As for Their current RSS feed, it only grabs the post, right? Not the comments as well. That limits its usefulness a bit, depending on what you use reddit for.
Yeah one major reason RSS has died is because content makers moved away from it as it bypassed their own sites advert serving, particularly if anything more than titles are shared. Reddit will go the same way. Also many content sites have moved to tricks to track and monetise users landing on their pages with share to facebook, facebook like, share to twitter etc buttons (which also passively track people just by a user loading a page with them on). Those all help feed the big tracking systems that social media companies like Facebook use to monetise users data by spying on them, profiling them and selling or using information for marketing; so RSS feeds also deminish that income source.
Google has done it's part in this - it killed Google Reader which was a popular RSS reader. It wasn't a huge product but looking back it makes sense to kill it when it also wants to track people across the internet and also concerns it may have to pay content providers for their content.
Yeah, RSS is alive and well. Sure, you aren't getting full articles, but with a full brief and a leap into a browser with a reader view is a pretty slick experience.

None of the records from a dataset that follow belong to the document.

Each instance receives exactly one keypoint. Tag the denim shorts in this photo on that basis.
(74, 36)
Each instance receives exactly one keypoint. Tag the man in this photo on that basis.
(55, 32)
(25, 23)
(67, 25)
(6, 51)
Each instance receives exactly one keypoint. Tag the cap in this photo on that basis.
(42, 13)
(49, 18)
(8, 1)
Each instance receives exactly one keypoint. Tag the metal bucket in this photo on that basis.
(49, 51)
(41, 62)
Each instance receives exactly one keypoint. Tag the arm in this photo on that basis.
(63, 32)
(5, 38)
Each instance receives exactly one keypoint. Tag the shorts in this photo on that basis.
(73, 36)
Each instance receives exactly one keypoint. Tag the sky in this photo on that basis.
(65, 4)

Does the "reader" button in your browser redirect you to your rss reader, or are you just using the browser feature for readability? Because the second one does not need rss.
@django Yeah. I’m just using the reader view in the browser. Is it that web sites have reader views for individual articles but no longer update an index of some kind?
The reader view is not provided by websites, this is solely a browser function. They apply an algorithm to extract the content of the website and represent it in a readable way. If you are interested in this, the one used by firefox is available as a library: https://github.com/mozilla/readability
@django I obviously didn’t know that. Thanks for taking the time to explain.
I used to have it set up so it gave me a personal RSS feed of replies to me. I don't remember the details because it was a really long time ago, but it was kind of cool and I pitched it to a couple other places that needed notifications but didn't have mobile apps (none bought in though).
The Reddit RSS wiki entry explains basic use of the RSS and also links to a masterclass on advance use of the feature from 11 years ago . From the comments these features still currently work as of 5 months ago, and you can pull comment feeds but I'm not sure how useful it would be given how RSS works.
The masterclass link is blocked for me "unreviewed content" with a use the official app message.